Audit culture, strategic planning, restructuring, and performance management: These are the managerial building blocks discussed in relation to the International Criminal Court (ICC) in The Justice Factory. It is quite the contrast to the usual topics of arrest warrants, fighting impunity, individual criminal accountability, and global justice. Against a premonition that reports, audits, and flowcharts might make for a rather pedestrian read, The Justice Factory is a fascinating account and beautifully written. By adopting a managerial lens, Richard Clements not only opens the black box on one of the world’s most talked about courts but also also reveals that this black box is in fact a prototype. In other words, The Justice Factory’s novel contribution is to demystify the inner (managerial) workings of the ICC as an international organization dedicated to fighting impunity; it also, at times almost inadvertently, makes the reader keenly aware that from genocide to pandemics to climate catastrophe, human and planetary crises are framed as management problems to be solved through managerial tools.

The aim of the book, as set out by Clements, is to “confront and think through” a “suspicion about management’s role” at the ICC (4). This suspicion was in part formed during an internship that Clements undertook at the ICC, where he observed legal advisers and officers moving nonchalantly “from a judges’ conference meeting about the latest interlocutory appeal to a performance review meeting with their supervisor” (2).
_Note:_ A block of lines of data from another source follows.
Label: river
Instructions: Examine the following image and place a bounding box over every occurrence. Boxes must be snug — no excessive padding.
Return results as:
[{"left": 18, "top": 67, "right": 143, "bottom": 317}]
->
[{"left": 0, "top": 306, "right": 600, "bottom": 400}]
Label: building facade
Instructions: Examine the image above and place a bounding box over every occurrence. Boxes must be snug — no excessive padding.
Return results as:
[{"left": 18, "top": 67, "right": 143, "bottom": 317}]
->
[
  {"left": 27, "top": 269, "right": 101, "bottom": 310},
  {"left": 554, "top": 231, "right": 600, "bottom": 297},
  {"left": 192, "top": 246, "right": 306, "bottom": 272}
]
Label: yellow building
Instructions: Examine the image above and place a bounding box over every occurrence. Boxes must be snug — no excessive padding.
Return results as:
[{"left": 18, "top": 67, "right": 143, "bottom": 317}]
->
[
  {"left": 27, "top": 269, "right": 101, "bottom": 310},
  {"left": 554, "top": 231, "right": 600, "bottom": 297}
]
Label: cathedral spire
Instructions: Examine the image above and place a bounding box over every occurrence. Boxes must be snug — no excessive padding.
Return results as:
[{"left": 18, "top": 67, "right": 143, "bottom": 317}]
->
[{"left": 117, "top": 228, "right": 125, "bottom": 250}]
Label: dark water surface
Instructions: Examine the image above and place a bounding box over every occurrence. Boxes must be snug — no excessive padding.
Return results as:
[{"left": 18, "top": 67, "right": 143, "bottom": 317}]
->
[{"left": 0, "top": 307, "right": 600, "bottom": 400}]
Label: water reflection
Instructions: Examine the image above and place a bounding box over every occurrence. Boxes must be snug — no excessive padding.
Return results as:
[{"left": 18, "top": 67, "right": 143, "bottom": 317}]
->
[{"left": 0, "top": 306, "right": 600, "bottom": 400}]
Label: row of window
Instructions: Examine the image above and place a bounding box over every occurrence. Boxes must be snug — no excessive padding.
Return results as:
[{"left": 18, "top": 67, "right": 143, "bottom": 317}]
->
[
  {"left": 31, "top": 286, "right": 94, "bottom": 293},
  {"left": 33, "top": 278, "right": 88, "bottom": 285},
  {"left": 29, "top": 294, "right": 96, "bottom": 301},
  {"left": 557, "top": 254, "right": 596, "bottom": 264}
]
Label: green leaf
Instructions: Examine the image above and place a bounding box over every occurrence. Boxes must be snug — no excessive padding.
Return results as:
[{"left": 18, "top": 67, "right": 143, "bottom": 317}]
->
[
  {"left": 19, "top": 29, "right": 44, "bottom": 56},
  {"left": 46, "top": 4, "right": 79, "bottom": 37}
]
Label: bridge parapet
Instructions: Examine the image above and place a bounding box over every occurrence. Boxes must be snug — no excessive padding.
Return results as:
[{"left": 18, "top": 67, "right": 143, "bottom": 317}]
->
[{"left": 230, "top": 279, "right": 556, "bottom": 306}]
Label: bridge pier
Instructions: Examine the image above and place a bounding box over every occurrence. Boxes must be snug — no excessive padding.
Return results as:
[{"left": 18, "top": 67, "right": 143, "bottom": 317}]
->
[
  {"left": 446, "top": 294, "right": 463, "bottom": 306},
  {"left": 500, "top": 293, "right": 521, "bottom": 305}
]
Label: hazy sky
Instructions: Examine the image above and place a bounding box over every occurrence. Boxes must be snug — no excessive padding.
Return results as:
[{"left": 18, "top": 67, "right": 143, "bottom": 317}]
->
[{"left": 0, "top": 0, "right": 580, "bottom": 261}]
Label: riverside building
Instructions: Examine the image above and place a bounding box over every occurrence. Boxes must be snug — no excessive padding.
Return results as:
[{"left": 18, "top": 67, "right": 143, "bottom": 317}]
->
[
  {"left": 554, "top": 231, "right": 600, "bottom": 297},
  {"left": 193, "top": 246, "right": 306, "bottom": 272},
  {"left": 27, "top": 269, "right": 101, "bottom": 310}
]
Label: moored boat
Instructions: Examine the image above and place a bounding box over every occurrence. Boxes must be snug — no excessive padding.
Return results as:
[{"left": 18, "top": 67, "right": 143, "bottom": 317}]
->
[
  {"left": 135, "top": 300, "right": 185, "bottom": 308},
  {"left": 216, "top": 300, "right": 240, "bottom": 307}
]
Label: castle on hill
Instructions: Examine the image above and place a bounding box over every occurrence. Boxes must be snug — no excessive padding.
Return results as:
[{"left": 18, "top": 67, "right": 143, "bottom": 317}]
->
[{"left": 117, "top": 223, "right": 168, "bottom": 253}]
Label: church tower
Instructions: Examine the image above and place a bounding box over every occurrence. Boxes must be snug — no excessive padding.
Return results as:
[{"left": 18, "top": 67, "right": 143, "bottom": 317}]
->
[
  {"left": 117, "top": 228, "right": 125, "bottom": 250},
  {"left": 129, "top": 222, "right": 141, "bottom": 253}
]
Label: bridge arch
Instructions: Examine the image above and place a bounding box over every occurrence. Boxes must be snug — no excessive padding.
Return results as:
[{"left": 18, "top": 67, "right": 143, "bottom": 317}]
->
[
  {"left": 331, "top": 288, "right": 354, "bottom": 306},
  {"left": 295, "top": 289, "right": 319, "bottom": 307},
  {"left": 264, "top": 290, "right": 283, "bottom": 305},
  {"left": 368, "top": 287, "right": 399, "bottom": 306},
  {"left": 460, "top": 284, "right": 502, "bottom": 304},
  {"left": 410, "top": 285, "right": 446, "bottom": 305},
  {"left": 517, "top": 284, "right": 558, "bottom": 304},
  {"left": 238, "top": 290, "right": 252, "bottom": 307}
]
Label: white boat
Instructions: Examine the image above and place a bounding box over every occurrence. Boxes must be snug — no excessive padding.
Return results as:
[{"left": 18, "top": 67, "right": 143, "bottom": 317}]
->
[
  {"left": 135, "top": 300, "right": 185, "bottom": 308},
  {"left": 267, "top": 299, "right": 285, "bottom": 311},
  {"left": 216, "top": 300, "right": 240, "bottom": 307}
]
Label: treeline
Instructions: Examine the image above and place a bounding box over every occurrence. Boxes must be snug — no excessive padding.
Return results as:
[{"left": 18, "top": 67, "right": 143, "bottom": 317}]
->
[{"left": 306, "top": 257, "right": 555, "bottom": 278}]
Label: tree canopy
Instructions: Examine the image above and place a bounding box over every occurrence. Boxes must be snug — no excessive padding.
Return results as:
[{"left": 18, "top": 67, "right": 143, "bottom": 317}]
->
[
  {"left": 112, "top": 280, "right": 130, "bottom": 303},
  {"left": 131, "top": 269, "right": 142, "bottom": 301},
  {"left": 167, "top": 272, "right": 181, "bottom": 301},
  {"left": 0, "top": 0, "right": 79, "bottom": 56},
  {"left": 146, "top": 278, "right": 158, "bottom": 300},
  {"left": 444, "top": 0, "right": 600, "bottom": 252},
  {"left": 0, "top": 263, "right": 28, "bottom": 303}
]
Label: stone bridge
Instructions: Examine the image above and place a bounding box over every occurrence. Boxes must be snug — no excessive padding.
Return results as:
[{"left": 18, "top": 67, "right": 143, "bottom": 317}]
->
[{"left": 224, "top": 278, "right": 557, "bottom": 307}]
Anyone who has ever worked in an organization will not find this extraordinary, but Clements follows a productive suspicion.

There is something “off” about an organization dealing with international criminal justice uncritically adopting similar managerial mechanisms as some of the greatest criminal operations of European history. Clements refers to a visit of the concentration camp of Auschwitz-Birkenau, where he was moved to consider the parallels between managerialism at the ICC and the “horrifyingly efficient system of people management” of the murderous Nazi regime (3). This creates a strong association with debates around the banality of evil. Hannah Arendt famously painted a picture of the Nazi Adolf Eichmann as a “banal” bureaucratic criminal (Arendt 1963/Reference Arendt2006). Eichmann’s role in the final solution had been operational in his mind, prompting him to plead not guilty at his trial in Jerusalem in 1961, where he was charged for committing various crimes against Jewish people and crimes against humanity. Eichmann, according to Arendt’s portrait, discovered that his special qualities were that “he could organize and he could negotiate” (Arendt 1963/Reference Arendt2006: 45). The banality of managerialism is therefore the other side of the spectacle of atrocity, of the visceral images of victims, of the theatrical opening statements, and of hashtag-justice in the attention economy.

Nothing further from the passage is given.